Why have sadists persisted in the gene pool? Paulhus thinks that the sadist’s lack of empathy likely conferred early social advantages whose dividends resulted in reproductive – and therefore evolutionary – success. An openly cruel, vicious person would gain the upper hand in a group, allowing them to rise in social, political, and sexual power.

But the interplay between a person’s natural predispositions and how they choose to cope with challenges and adversity plays a role in sculpting personality, according to clinical psychologist George K. Simon. “The same thing can happen to two different individuals and, depending on how they’re wired, they’ll turn out differently.” Simon adds that the brain is amazingly adaptable, even into adulthood, so it’s difficult to say how much adult behavior, including sadism, is due to nature and how much is nurture.

Whether they’re born or made, sadists often seek out certain types of “enforcer” jobs, such as police officers, school deans, prison guards, and military personnel. That’s a troubling thought for Paulhus. “Sadistic types might gravitate toward [these jobs] because they would have the power to hurt others,” says Paulhus. “They could even be assigned roles where the idea is to hurt people, but they might push it too far.” Paulhus suggests that recent incidents involving police brutality and misconduct underscore the need for appropriate screening for sadistic tendencies in law enforcement job applicants.
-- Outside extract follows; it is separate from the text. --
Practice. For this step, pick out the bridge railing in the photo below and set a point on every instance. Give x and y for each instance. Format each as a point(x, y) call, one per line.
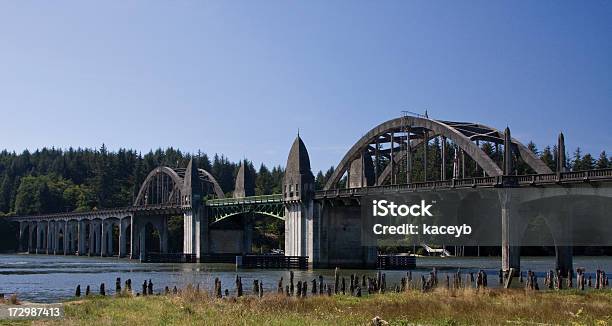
point(496, 181)
point(245, 200)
Most sadists live dual existences, compartmentalizing their mean streaks from their more socially acceptable lives, making identifying them difficult.

University of Texas at El Paso psychologist Dan Jones’ research focuses on finding ways to protect people from the harmful effects of the sadists among us. “Understanding [sadists] is the first step in trying to empower people to prevent exploitation.” Jones hopes to identify ways to deal with these characters so innocent people don’t fall prey to them, but he’s far from formulating conclusive strategies.

Baxter as a Marine. Photo courtesy of Bob Baxter.

Many of the boys who went to the Arthur G. Dozier School for Boys turned to lives of violent crime and horrific abuse, punctuated by long periods of jail time and homelessness. Baxter, however, joined the Marine Corps, served in the Korean War, and was honorably discharged. During that time, he married and started a family. But the terrors of Marianna never left his thoughts and eventually reached a tipping point. “When I came back from Korea, I made up my mind – I was going to [the school], and I was going to kill everybody.”

As Baxter packed his things, he looked at his children playing nearby. Not everyone who falls prey to a sadist’s treatment is scarred by the experience; the human psyche has an immense capacity for healing and even growth. Baxter changed his mind. “I never had a childhood to speak of. By God, I wasn’t going to deprive my children of one. They deserved better than that.”

~TLJ

NB: The Florida Senate recently acknowledged and apologized for the acts committed at the school.